There is a sleight of hand about staying sober, getting well, and forming a relationship with God.
It only works if you believe in it, 100%.
'I knew a man who said he didn't think he could get sober. So he didn't.'
From The Little White Bird, by J. M. Barrie:
Every living thing was shunning him. Poor little Peter Pan, he sat down and cried, and even then he did not know that, for a bird, he was sitting on his wrong part. It is a blessing that he did not know, for otherwise he would have lost faith in his power to fly, and the moment you doubt whether you can fly, you cease forever to be able to do it. The reason birds can fly and we can't is simply that they have perfect faith, for to have faith is to have wings.

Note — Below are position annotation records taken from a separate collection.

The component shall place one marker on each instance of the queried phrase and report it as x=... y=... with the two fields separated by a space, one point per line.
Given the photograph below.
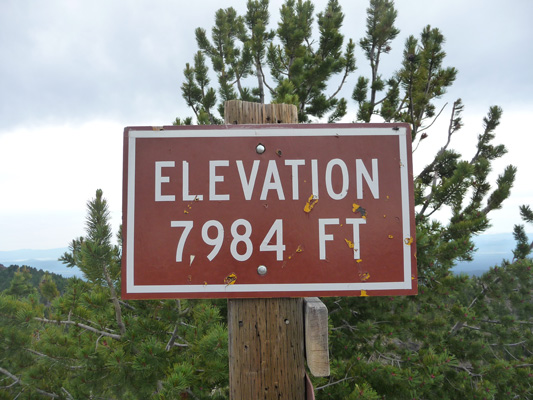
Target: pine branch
x=15 y=379
x=83 y=326
x=72 y=368
x=346 y=378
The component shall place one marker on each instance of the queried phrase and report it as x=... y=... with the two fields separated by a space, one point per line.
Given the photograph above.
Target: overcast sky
x=74 y=73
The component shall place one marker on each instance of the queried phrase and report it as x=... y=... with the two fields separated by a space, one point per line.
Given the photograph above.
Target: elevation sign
x=268 y=211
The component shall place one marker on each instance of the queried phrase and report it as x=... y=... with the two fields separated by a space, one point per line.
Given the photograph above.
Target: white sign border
x=400 y=132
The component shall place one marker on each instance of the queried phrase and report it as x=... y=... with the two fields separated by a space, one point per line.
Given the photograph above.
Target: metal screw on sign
x=260 y=149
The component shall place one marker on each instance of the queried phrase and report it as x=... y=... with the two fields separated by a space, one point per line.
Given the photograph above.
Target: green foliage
x=523 y=247
x=242 y=46
x=87 y=343
x=461 y=337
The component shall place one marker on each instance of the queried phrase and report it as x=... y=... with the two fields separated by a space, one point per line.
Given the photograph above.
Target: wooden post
x=316 y=336
x=266 y=336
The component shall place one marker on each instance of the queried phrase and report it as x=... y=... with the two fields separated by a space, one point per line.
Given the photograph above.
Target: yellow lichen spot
x=364 y=276
x=230 y=279
x=311 y=202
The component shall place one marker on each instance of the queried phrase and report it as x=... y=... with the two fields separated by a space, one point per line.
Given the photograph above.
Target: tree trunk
x=266 y=336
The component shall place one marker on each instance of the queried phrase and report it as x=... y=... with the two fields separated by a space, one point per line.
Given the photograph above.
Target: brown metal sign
x=268 y=211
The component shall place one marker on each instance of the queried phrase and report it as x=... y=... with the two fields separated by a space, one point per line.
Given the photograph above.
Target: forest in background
x=460 y=337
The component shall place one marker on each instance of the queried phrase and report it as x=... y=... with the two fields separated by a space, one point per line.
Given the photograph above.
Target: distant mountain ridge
x=46 y=259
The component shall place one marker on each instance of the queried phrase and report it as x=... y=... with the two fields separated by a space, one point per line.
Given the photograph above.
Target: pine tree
x=87 y=343
x=240 y=46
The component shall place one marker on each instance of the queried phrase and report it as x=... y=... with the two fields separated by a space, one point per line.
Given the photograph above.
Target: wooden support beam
x=266 y=336
x=316 y=336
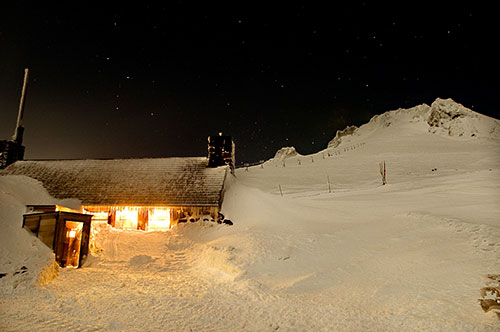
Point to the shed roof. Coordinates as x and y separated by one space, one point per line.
133 182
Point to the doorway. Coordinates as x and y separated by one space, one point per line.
72 244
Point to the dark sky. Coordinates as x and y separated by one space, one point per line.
155 79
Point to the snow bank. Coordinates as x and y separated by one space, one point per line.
444 117
24 259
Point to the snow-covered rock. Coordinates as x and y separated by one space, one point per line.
444 117
285 153
453 119
350 130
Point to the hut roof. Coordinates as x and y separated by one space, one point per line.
132 182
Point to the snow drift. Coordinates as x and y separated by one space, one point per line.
444 117
24 259
411 255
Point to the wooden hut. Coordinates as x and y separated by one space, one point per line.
144 194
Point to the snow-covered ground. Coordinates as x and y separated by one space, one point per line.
303 255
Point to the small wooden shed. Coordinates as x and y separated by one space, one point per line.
67 233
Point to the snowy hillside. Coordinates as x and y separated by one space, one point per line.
318 244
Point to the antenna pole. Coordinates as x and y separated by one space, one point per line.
18 134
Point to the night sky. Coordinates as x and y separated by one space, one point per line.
154 80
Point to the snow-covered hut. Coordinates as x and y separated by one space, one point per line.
147 194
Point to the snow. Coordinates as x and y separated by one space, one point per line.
408 256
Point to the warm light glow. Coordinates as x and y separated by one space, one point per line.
127 217
98 217
154 218
159 219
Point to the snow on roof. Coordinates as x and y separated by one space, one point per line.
139 182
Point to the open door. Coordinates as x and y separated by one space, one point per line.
72 244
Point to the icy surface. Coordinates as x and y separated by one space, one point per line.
408 256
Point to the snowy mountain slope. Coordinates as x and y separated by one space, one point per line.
350 256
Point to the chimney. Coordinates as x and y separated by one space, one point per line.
221 151
13 150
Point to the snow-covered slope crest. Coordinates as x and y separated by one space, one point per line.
285 153
450 118
443 117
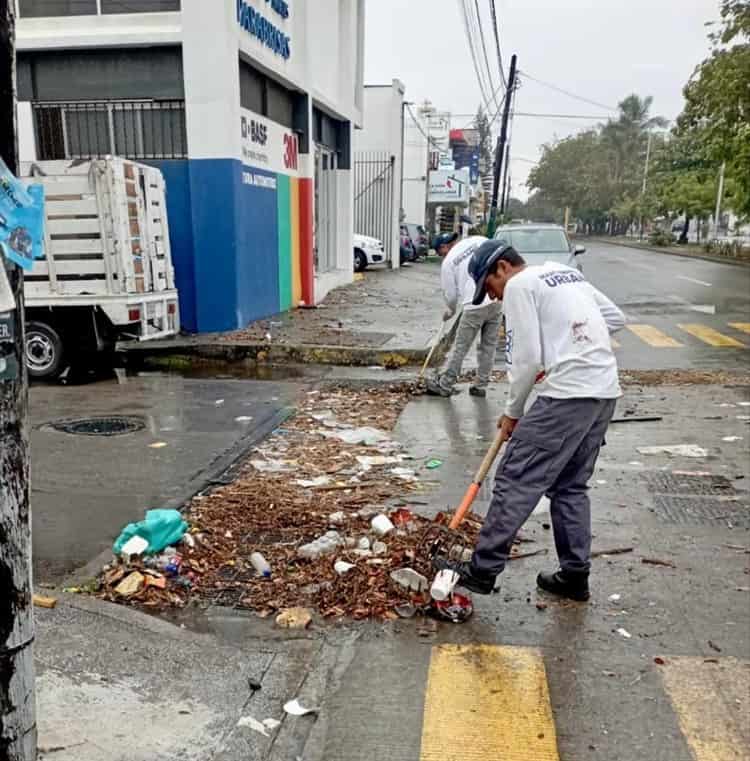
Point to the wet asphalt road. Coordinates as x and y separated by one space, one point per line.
682 313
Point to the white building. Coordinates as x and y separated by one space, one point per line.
378 166
247 106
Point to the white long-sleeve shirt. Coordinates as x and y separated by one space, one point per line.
458 285
558 322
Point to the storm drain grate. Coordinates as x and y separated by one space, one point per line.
689 485
100 426
697 500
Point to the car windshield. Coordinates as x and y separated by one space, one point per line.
536 240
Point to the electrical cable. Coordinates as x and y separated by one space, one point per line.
568 92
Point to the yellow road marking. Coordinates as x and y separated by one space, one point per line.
487 703
654 337
710 336
710 700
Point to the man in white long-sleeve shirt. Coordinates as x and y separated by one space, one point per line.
559 324
481 319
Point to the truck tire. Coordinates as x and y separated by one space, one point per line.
360 260
44 350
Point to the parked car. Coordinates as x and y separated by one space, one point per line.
541 243
407 251
419 238
367 251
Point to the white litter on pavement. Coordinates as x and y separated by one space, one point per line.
254 724
679 450
293 708
312 482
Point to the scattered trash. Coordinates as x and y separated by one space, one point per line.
341 567
443 584
410 579
365 435
656 561
382 525
135 546
457 609
44 602
293 708
260 564
160 528
254 724
294 618
313 482
678 450
130 585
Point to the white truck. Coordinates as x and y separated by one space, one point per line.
107 272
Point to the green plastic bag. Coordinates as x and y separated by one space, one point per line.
160 528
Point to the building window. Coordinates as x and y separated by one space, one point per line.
131 129
266 97
139 6
42 8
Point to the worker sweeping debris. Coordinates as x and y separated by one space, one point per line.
482 319
559 323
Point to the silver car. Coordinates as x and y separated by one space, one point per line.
538 243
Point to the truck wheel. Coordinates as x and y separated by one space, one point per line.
360 260
44 350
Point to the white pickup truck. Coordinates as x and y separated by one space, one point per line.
107 273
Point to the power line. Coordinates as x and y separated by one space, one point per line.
497 42
568 93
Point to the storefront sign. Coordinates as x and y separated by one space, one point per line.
256 24
268 145
449 187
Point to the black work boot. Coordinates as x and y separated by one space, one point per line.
574 586
469 577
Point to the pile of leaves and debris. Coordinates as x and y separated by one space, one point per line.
305 500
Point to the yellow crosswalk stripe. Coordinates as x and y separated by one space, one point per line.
486 702
654 337
710 336
710 700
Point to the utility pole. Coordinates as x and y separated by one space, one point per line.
492 224
17 707
719 195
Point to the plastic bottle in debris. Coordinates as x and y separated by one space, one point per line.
260 564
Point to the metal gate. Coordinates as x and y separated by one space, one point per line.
374 197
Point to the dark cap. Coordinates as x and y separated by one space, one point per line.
483 262
444 239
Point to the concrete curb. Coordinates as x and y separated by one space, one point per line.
183 353
670 252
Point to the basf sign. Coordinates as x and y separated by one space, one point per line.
449 187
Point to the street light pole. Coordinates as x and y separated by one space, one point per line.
17 708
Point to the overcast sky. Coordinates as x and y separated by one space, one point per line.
599 49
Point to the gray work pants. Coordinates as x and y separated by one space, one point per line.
553 451
484 321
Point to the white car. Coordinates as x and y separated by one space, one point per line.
367 251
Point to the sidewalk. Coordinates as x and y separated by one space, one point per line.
387 318
688 252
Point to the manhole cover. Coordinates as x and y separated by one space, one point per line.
99 426
689 485
701 511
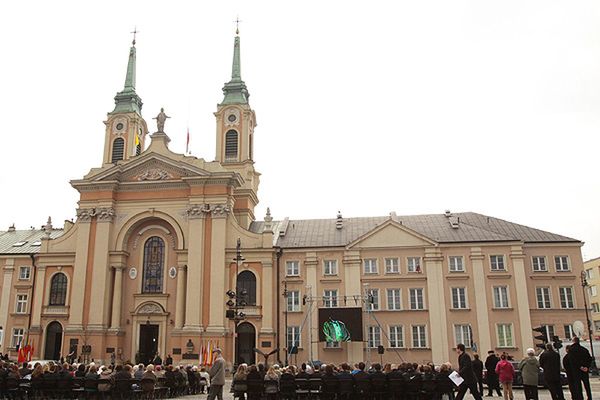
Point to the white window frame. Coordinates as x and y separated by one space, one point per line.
413 265
413 295
330 267
18 335
21 303
370 266
373 336
395 295
419 340
330 297
538 264
293 300
463 333
503 341
396 336
22 269
373 293
456 264
543 298
459 303
565 302
562 264
495 264
293 266
392 265
501 288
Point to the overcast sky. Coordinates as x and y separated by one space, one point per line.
364 107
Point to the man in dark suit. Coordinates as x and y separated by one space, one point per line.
490 365
465 370
550 363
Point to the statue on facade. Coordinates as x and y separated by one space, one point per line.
160 120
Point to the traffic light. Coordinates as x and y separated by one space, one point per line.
543 336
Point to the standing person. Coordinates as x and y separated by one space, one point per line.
506 374
465 370
530 370
550 362
582 361
217 377
478 369
490 365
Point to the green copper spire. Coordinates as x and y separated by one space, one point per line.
127 100
235 90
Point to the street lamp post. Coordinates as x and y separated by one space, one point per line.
584 284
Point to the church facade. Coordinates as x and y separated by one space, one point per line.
160 238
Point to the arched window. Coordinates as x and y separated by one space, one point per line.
154 260
247 281
118 149
231 145
58 290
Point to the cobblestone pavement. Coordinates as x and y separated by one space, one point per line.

I was talking to someone earlier today about why, when I first did the Steps extremely thoroughly, crossing every t and dotting every i, I completed the laborious process in six weeks, which is extremely quick compared to most people, who dawdle substantially and dabble at it over months or years, and he said: Well, you've always had complete faith that the AA programme would work. You had just never found the correct formula up until then. Which was true: surrounded by a plethora of methods (and forms of avoidance), I do not blame myself for not adopting the straight Big Book method before, because I'd never met anyone who had used it and talked about it unambiguously in meetings, and it was not until I heard of such an approach on recordings from America that I decided to try it, because it was clearly the gold standard. But I had had absolute faith in AA for many years at a stretch before, and kept plugging away as best I could. And so I stayed sober. Inelegantly, but sober, because I took what action was shown by others, diligently, as holey as a Swiss cheese as their process was.
I absolutely refuse to indulge in cynicism about whether the programme works and delivers what it promises, and so I can fly. We do the programme once we trust. But it is trusting that brings sobriety to enable us to do the programme in the first place.